Secara garis besar prinsip CBT (community bassed tourism) dapat dibagi menjadi 3 aspek yaitu berkaitan dengan
akses, control dan manfaat pengembangan pariwisata bagi komunitas.Aspek akses
berkaitan dengan kemampuan komunitas menjangkau/terlibat/bersentuhan dengan
pengembangan pariwisata. Akses dapat diperoleh komunitas melalui kepemilikan
lahan dan adanya usaha kecil yang dimiliki/dikembangkan komunitas. Aspek
kontrol berkaitan erat dengan keterlibatan komunitas dalam proses pengambilan
keputusan, sebagai indikator adanya kekuasaan dan daya tawar secara politis
pada komunitas.

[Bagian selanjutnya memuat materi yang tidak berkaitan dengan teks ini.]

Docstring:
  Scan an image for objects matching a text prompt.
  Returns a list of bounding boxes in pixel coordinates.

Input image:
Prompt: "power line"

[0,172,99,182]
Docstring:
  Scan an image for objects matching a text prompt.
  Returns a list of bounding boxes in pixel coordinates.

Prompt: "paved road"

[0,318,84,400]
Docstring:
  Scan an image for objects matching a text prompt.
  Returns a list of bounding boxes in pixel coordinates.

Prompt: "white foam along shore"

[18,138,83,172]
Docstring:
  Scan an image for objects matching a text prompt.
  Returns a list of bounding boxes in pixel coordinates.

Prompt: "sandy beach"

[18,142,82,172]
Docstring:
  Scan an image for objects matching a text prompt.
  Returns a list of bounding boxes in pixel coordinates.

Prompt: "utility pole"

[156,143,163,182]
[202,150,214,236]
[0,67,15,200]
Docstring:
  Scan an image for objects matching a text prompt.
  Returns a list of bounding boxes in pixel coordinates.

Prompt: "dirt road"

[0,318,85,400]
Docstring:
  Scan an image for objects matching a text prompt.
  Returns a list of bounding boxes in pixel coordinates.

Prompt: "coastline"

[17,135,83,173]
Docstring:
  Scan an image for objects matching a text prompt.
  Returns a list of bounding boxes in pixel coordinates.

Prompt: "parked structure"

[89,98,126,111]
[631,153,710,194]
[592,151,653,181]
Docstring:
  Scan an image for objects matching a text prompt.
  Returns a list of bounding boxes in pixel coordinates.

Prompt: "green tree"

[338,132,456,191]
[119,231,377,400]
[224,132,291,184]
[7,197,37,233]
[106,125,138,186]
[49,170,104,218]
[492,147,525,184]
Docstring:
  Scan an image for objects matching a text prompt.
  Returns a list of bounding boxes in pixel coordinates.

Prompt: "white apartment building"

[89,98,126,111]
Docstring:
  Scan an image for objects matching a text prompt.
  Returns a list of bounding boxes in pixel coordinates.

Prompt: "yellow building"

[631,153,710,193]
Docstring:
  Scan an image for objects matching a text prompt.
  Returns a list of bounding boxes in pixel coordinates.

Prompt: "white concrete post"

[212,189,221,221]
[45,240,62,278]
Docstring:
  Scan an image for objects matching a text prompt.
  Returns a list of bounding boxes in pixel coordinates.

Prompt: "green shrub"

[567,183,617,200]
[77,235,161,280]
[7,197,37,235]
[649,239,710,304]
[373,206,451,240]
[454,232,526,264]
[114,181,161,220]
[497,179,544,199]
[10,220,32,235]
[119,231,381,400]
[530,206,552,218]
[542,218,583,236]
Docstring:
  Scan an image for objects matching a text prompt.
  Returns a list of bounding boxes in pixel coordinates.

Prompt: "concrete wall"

Kontrol atas pengembangan pariwisata dapat dikembangkan
melalaui mekanisme pemeliharaan modal sosial, berperannya lembaga lokal,
ketahanan budaya dan kearifan lokal. Modal sosial adalah sumber daya internal,
yang diperkuat melalaui peran lembaga lokal sebagai simbol kekuasaan. Ketahanan
budaya adalah modal untuk beradaptasi dengan perubahan yang timbul dari
kedatangan wisatawan. Kearifan lokal merupakan instrument komunitas untuk
beradaptasi dengan perubahan namun tetap mempertahankan karakteristik lokal.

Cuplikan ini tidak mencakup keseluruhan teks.